Tüketim çılgınlığı suyu nasıl etkiliyor?
Özellikle 20. yüzyılın ortalarından itibaren her alanda “tüketim çılgını” haline getirilen bir dünya oluşturuldu. Tüketimin ve teknolojinin esiri olmuş durumdayız. Teknolojik devrim ile birlikte kendimizi doğanın efendisi olarak görmeye başladık. Doğanın efendisi değil bir parçasıyız. Doğanın biyoçeşitliliği ile çevrelenmiş durumdayız. Teknolojik gelişmelere sırtımız dayayıp doğanın çevrim ve doğal denge mekanizmalarını bozarsak büyük bir hüsran yaşarız.
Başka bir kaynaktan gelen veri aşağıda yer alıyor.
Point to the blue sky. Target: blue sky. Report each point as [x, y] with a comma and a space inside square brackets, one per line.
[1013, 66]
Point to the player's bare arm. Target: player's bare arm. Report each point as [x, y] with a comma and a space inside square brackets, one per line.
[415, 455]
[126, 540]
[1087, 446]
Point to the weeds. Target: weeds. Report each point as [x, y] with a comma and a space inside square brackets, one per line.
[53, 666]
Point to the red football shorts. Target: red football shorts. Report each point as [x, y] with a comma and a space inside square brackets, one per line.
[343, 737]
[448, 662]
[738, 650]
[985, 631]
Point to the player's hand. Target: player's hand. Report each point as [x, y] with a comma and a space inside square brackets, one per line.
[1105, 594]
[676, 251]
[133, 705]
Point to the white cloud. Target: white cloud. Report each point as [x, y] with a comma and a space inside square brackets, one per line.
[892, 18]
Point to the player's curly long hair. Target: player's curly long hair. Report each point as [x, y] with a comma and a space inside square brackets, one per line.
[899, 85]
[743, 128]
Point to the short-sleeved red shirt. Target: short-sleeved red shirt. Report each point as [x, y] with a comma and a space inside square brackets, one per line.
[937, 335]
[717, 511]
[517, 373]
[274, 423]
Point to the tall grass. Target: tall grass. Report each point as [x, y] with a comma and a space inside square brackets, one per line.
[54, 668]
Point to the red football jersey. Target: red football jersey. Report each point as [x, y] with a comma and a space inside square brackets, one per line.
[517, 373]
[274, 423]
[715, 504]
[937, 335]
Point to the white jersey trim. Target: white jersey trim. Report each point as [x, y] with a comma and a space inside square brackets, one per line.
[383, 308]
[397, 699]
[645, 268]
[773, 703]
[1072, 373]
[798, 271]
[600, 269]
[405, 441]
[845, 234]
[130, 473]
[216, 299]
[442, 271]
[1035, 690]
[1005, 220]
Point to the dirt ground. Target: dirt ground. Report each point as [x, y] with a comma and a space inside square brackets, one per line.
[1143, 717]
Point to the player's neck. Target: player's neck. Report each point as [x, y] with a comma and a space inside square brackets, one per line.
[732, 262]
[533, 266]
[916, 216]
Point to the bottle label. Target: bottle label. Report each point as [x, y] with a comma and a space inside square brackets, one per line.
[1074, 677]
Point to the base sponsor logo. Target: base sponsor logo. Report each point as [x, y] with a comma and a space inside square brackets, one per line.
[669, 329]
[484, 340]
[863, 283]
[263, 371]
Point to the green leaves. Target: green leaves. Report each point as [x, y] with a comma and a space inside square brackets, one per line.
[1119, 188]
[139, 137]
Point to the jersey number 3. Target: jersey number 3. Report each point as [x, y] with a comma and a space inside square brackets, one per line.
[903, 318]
Bu nedenle bazı düşünce kalıplarımızı ve paradigmalarımızı hızla değiştirmeliyiz. Ben dünyadaki bu olumsuz gelişmelerin kendisiyle beslenen kaotik döngüler yaratabileceğinden endişe ediyorum. Bu durumda olumsuzluklardan beslenen döngüler giderek güçlenerek kırılması zor bir çevrimi başlatabilir. Çünkü doğanın efendisi değil sadece bir parçasıyız.